The entire project has been funded by her brothers’ travel agency so far, although they are looking for other organisations to join hands with them.
The foundation has also organised annual marathons for the youth in Hunza. “In 2016, it was to spread awareness on use of drugs and in 2017 they took on the fight against pollution,” said Baig adding, “The participation of so many young girls was very encouraging.”
A liberal side of Pakistan few know
In many areas in northern Pakistan women are invisible in public spheres. This is the case in Peshawar (the capital of Khyber Pakhtunkhwa) and Swat, the hometown of young activist Malala Yousafzai and an area which was became a hotbed of insurgency in 2007 till the Pakistan army waged a war in 2009. But in Upper Hunza and Hunza, it’s just the opposite, said Baig. She puts it down to education. “In my village, which is so remote, every child goes to school and when they finish schooling most of them, who can afford to, will proceed to college in Hunza,” she said.
The region has also not been in the crosshairs of the Taliban or religious extremist elements. “I think when there is education, people are more enlightened and it’s difficult to change people’s mindset then,” said Baig, who belongs to Pakistan’s Ismaili Muslim community.
But even here women face big challenges. “It’s unfortunate, the women of my village, despite being talented and educated, do not have the opportunity to show their full potential,” said Baig.

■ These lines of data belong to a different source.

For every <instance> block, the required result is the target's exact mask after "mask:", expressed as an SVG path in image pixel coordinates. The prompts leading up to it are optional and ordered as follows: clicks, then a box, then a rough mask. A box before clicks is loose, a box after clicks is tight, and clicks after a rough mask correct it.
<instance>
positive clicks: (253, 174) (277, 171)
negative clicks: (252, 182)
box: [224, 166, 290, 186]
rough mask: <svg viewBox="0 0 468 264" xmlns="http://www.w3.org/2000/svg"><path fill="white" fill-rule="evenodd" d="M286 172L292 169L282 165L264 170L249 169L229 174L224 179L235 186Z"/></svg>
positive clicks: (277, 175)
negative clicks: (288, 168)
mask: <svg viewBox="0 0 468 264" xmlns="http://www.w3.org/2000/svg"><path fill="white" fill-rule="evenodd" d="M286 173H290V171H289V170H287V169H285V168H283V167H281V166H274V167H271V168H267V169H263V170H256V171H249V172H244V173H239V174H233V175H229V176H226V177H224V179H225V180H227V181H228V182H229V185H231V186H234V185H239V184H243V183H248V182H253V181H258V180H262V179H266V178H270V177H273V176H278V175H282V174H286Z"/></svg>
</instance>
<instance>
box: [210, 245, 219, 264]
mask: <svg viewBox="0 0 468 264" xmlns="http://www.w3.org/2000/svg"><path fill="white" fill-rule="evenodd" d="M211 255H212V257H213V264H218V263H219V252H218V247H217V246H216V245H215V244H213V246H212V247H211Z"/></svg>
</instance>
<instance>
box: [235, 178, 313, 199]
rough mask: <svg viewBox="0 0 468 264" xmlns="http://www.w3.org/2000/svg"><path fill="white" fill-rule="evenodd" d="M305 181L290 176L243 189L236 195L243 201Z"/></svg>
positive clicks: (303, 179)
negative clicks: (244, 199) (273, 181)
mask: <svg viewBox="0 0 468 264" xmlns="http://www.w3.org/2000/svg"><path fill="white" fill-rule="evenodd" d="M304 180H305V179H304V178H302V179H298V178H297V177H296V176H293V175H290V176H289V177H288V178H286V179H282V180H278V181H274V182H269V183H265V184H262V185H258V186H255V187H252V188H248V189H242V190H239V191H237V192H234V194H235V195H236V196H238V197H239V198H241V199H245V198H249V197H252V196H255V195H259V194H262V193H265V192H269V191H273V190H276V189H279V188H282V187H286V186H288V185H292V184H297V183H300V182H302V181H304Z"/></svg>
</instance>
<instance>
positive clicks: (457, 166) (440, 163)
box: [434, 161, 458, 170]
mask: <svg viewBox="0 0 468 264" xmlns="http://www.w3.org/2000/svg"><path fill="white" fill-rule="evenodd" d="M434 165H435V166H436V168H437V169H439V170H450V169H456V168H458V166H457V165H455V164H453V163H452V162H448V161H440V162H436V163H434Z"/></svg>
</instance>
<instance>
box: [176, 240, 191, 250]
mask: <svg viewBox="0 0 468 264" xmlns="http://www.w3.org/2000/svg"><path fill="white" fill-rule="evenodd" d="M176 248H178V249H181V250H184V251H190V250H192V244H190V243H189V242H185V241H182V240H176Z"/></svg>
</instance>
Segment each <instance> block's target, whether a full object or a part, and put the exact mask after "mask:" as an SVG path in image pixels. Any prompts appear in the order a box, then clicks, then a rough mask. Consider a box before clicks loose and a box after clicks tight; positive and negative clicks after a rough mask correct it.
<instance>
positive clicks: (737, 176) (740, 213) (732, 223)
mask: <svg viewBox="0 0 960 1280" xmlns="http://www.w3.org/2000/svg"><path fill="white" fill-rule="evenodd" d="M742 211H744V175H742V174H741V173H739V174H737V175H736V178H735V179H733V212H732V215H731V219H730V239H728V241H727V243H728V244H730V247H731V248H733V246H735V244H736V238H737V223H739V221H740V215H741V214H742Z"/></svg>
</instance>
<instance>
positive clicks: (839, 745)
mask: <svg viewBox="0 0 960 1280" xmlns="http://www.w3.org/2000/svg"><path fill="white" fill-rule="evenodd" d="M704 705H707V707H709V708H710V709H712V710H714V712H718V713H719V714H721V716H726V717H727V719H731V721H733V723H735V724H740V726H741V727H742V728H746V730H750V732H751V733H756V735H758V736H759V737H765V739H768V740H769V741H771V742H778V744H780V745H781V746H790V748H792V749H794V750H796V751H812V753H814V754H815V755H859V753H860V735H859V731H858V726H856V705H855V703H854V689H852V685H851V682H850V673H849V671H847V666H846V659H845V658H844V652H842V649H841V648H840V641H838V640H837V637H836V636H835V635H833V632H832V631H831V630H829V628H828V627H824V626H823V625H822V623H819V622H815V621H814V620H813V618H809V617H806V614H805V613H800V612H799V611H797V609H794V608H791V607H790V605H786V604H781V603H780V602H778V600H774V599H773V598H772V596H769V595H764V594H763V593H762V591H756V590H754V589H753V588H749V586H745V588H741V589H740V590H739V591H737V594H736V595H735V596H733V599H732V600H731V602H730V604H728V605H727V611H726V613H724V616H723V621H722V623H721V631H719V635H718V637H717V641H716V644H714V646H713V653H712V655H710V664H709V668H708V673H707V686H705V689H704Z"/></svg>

With no industry and therefore few jobs, people continue doing subsistence farming or rear livestock. This is causing disenchantment among the youth who have been exposed to outside culture online and want to leave in search of better opportunities.
Tourism offers a positive alternative. Only recently, women have started working in hotels. “If they get professional training in the hospitality industry and if the state can develop the infrastructure, more tourists can visit the beautiful valleys in the north and that will mean new ways to earn money,” said Baig.
Recognising her achievements, the United Nations Development Programme (UNDP) appointed Baig its National Goodwill Ambassador for Pakistan earlier this year to help fight climate change, poverty and inequality by engaging with the many young people who look up to her.